I punted this week and convinced Eric to celebrate Weird Food Thursday by going to Jim's with me. Jim's is a regional 24-hour chain, like a downscale Denny's but with more dinerish charm.
The Jim's we went to has the pitched roof, natural stone walls, and soaring glass windows of a 60s coffee shop and a vinyl-heavy 90s-renovated interior, the combined effect of which was undercut by the cheap CFL bulbs in the glass light fixtures. In other words, exactly what you'd expect from a regional diner chain.
The food was plentiful and the slice of lemon meringue we split at the end was bright and not too sweet. Sometimes you just need a plate of unremarkable diner food after a dumb day's work, you know?
Last week's Weird Food Thursday was much more exciting. I can't believe I didn't write about it until now. A friend of a friend works at a deer processing place, and sometimes people--idiots--just want the head and don't bother to pick up the rest.

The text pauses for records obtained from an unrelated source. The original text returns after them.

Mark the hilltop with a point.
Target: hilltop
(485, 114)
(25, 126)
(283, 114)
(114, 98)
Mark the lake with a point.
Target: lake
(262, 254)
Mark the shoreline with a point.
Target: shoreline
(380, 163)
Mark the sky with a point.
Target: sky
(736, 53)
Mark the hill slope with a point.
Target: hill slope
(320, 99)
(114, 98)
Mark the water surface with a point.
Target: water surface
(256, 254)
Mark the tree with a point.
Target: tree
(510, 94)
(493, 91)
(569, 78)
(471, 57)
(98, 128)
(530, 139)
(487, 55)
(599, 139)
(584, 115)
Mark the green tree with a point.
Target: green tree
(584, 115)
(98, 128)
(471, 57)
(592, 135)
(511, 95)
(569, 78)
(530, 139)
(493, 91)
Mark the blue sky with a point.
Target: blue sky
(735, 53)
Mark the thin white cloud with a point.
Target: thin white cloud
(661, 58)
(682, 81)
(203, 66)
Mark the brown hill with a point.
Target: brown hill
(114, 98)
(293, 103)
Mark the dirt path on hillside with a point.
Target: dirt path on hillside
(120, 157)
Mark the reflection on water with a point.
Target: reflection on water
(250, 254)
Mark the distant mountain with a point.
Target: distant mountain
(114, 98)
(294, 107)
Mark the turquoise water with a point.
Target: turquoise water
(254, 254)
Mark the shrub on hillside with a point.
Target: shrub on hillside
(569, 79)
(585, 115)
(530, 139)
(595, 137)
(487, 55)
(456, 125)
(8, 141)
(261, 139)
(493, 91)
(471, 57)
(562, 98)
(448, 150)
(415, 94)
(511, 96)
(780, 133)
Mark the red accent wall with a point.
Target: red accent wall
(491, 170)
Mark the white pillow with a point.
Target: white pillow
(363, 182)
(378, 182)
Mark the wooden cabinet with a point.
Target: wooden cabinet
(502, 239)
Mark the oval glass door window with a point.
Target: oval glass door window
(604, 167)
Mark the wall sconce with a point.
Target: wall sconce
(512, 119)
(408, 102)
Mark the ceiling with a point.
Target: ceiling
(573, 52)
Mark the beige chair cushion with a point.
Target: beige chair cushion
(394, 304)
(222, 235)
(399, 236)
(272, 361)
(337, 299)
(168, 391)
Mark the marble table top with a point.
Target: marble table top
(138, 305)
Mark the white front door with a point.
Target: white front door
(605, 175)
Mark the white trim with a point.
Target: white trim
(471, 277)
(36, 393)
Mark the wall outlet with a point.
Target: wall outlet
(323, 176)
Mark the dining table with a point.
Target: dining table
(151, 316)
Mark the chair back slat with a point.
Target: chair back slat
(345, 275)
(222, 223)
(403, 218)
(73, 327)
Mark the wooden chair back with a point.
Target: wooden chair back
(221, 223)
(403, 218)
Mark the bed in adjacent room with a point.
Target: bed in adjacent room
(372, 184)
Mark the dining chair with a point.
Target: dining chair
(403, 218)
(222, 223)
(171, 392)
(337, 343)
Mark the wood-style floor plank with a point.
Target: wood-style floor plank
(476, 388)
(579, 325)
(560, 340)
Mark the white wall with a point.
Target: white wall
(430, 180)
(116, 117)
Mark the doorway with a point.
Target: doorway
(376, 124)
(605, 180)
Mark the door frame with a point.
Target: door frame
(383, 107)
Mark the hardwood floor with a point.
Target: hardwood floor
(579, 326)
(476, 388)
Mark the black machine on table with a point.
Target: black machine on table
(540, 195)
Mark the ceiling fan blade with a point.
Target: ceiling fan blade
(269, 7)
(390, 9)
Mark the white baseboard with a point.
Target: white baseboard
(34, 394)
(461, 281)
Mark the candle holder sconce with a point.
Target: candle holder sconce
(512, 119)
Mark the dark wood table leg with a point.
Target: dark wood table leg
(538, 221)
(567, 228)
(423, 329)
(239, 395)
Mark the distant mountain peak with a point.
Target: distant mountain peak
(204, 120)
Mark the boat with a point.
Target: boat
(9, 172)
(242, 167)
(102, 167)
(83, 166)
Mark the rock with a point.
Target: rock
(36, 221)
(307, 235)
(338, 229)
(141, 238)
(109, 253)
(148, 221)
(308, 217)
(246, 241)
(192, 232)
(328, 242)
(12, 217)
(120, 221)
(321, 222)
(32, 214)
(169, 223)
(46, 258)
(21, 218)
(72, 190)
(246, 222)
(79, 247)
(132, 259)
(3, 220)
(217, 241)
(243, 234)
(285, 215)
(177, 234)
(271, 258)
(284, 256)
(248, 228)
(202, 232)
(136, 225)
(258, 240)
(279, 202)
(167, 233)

Sometimes the meat makes its way to us, this time in the form of a deer tenderloin.
I used this recipe* and added red pepper flakes and coarsely chopped garlic and backed off the sugar a bit.
I ran into trouble when I took the meat out of the container it had been marinating in overnight because until then I had failed to notice there was silver skin covering one side. Ugh.
My knife skills border on the abysmal and my butchering skills are nonexistent, so it took a lot of yanking and mangling and discarding far too much good meat to finally get the thing free of tissue and swaddled in bacon.
I then had a pleasant, uneventful 25 minutes while it roasted in the oven, then another dramatic near-disaster when dinner almost caught on fire as the fat-coated toothpicks lit up and began popping under the broiler flame while I was crisping up the bacon.
I learned a lot that night, but it still turned out pretty well. I didn't overcook it, and anyway bacon and sugar will make almost anything taste good.
*Favorite steps, of any recipe, ever:
"5. Wrap a piece of bacon around the very end of the tenderloin, securing the bacon strip with a toothpick.
"6. Repeat this process until the entire loin is wrapped in ten or so bacon 'loops.' The tenderloin should look like an arm with a bunch of wrist watches on it, the watches being the bacon strips."